A intervenção direta no ciclo orçamentário, por exemplo, diminuiria o fosso existente entre representantes e representados. A não ser que se queira ainda acreditar, em pleno século XXI, na utopia cega (ou proposital) de que os políticos eleitos e a burocracia exercem a representatividade democrática perfeita. A verdade é que são elites que decidem os rumos das políticas públicas – em geral, enviesados pela ausência de um debate público amplo e popular.
É evidente que a participação social no ciclo de construção das políticas públicas não conduziria à arquitetura democrática perfeita, tão almejada por Rousseau, pois as organizações não-governamentais e os movimentos sociais não podem e não almejam representar toda a sociedade civil, muito menos aqueles que optam pelo distanciamento da esfera pública e se fecham em suas vidas privadas. Contudo esse raciocínio não invalida o fato de que a participação popular e o debate amplo aumentariam o controle social sobre o Estado e ajudaria a prevenir casos de corrupção, como os dos "neo-anões sanguessugas" do orçamento.
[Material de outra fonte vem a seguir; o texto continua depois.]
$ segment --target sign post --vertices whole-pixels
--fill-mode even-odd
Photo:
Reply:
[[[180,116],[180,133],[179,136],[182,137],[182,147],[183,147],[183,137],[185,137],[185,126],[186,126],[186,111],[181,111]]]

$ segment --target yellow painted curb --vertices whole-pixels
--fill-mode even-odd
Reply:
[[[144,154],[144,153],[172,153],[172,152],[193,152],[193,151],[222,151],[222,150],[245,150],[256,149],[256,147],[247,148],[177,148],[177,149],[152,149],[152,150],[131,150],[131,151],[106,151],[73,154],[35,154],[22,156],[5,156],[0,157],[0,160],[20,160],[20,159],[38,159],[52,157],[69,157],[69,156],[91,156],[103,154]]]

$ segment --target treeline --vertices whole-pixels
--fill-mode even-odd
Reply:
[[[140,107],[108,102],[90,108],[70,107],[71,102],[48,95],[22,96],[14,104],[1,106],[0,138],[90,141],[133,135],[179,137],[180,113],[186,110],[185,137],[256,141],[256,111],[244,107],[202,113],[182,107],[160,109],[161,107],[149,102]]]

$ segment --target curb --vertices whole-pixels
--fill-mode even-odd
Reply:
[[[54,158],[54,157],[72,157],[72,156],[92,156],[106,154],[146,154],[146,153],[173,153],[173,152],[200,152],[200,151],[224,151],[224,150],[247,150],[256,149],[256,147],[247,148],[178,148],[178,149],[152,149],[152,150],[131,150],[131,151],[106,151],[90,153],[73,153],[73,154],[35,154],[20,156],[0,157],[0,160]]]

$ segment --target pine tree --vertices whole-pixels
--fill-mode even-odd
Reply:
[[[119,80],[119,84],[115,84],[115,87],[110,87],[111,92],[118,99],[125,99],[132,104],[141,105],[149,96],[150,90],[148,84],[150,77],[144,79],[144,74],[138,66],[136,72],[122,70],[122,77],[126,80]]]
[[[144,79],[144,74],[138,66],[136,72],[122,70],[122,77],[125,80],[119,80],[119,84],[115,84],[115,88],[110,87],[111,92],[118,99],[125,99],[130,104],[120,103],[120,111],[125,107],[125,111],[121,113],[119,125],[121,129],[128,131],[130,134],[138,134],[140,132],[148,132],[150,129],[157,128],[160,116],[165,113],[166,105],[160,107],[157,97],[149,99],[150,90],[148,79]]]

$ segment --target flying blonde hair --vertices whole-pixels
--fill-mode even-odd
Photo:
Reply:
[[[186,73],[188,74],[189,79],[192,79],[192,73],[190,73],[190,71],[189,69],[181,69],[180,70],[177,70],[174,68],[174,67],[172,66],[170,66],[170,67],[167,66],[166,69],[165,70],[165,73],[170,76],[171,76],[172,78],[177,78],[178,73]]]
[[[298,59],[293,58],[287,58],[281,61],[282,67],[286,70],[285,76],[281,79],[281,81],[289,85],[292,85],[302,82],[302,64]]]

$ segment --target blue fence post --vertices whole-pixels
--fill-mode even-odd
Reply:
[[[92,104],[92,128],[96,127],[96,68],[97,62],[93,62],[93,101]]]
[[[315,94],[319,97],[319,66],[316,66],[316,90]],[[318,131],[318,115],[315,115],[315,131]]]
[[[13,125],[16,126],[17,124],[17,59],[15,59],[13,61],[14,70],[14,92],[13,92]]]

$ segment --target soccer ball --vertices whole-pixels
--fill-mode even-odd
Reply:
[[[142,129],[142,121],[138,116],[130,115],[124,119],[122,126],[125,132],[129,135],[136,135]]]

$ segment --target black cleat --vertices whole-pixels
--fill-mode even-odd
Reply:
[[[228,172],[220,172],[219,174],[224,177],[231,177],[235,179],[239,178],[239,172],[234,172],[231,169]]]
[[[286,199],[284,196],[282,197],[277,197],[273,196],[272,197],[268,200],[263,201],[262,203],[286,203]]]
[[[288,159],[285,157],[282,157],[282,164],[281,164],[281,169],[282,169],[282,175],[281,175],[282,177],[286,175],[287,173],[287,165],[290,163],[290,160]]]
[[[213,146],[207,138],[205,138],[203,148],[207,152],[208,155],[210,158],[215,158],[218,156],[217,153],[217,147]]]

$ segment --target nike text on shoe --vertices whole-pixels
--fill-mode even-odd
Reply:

O governo federal prepara-se para enviar ao Congresso um anteprojeto de lei com vistas a mudar a defasada lei de finanças públicas (4.320/64). Seria interessante saber do ministro Paulo Bernardo se entre os dispositivos do projeto o governo incluirá mecanismos de democracia participativa e direta no sistema de planejamento-orçamento (elaboração, execução e avaliação). Aliás, essa promessa foi feita pelo próprio ministro, em 28 de junho de 2005, a representantes da sociedade civil que atuam no campo democrático e popular, monitorando o gasto público.
Essa dúvida fundamenta-se na iniciativa inovadora, ainda que de alcance limitado, ocorrida em 2003, de construir um PPA participativo, já que o que foi discutido estava restrito às diretrizes gerais do plano, sem reflexo comprovado nas leis orçamentárias, que de fato alocam recursos. Na lei que instituiu o PPA 2004/2007, houve até à inclusão da previsão de participação da sociedade civil em fases do orçamento. Porém essa determinação virou letra morta.
Outra promessa que ainda não vingou diz respeito aos desdobramentos visando dar continuidade ao próprio “PPA participativo”. O governo assumiu o compromisso político de institucionalizar um “comitê permanente de acompanhamento do ciclo orçamentário”, iniciativa coordenada pela Secretaria Geral da Presidência e negociada com as organizações da sociedade civil, como a Associação Brasileira de ONGs (Abong) e a Inter-Redes. Esse projeto, apesar de tocar no mesmo tema da reforma orçamentária e poder ser desengavetado se houver vontade política, ainda não conseguiu avançar. Os esforços para implementar esse mecanismo de democracia participativa são claramente parcos. No mínimo, está tudo muito lento. De qualquer forma, será um erro grave se essa “arquitetura da participação” não for adicionada à proposta de reforma da 4.320/64.
Enfim, esses instrumentos de controle social deveriam fazer parte da nova lei de finanças públicas, com vistas a melhorar a transparência do orçamento federal. Porém as estratégias do governo não dialogam entre si. Fica a impressão de que o "a escuta forte" de 2003 foi apenas um uso instrumental da sociedade organizada. Já uma ausência de instrumentos de democracia participativa e direta na proposta de reforma da lei de finanças dará a certeza de falta de compromisso com a promessa de democratizar os espaços de decisão do Estado que definem o fim dado ao dinheiro dos cidadãos/ãs.
* Lucidio Bicalho é assistente de Política Fiscal e Orçamentária do Instituto de Estudos Socioeconômicos (Inesc).